How often have you stood in a queue and caught the whiff of someone smoking several metres away?
Now imagine that’s a cloud of the COVID virus that you’re inhaling.
That’s the concern of Dr Julian Tang, a virologist at the University of Leicester.
He says each exhaled breath of someone with COVID symptoms can contain 200 virus particles – and we need to rethink our approach to social distancing.
Dr Tang says the old rules that brought the epidemic back under control in the first wave may not be enough for the new, more transmissible variant of the virus this time round.
The further people stay apart, the lower the risk of the virus spreading.
That’s particularly important at this time of year.
Cold weather and the lack of sterilising sunlight means the virus survives outside for longer.
Science says the risk of transmission outdoors is roughly 20 times lower than it is inside.
Even a faint breeze helps to disperse most virus particles that hang in the air.
The risk is low, but it’s not zero.
Analysis of more than 300 transmission events in China early on in the pandemic only found one case of someone being infected outside.
So it does happen. And probably more often than that study suggests.
Dr Tang recommends 3m (10ft) as the new safe distance.
And when that’s not possible he recommends people wear a mask.
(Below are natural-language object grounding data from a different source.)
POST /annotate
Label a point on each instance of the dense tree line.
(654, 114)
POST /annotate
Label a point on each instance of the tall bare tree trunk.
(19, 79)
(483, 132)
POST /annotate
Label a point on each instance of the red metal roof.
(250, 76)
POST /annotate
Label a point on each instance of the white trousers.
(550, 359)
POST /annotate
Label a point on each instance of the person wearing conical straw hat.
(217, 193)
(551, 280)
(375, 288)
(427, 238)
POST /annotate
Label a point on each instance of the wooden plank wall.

Yes, even outdoors.
Not all scientists agree.
Some warn that when masks get wet, either from rain or from condensed moisture from the breath, they become ineffective.
If people are complacent about distancing, that could put them at greater risk.
But there are times when we do congregate outdoors – mainly in queues for supermarkets or, increasingly over the coming weeks, vaccination centres.
There seems to be a consensus that wearing a mask in those situations may be wise – and perhaps the government should toughen up the rules on social distancing.
With one person in 50 carrying the virus nationally – and even more in London – one can’t be too careful.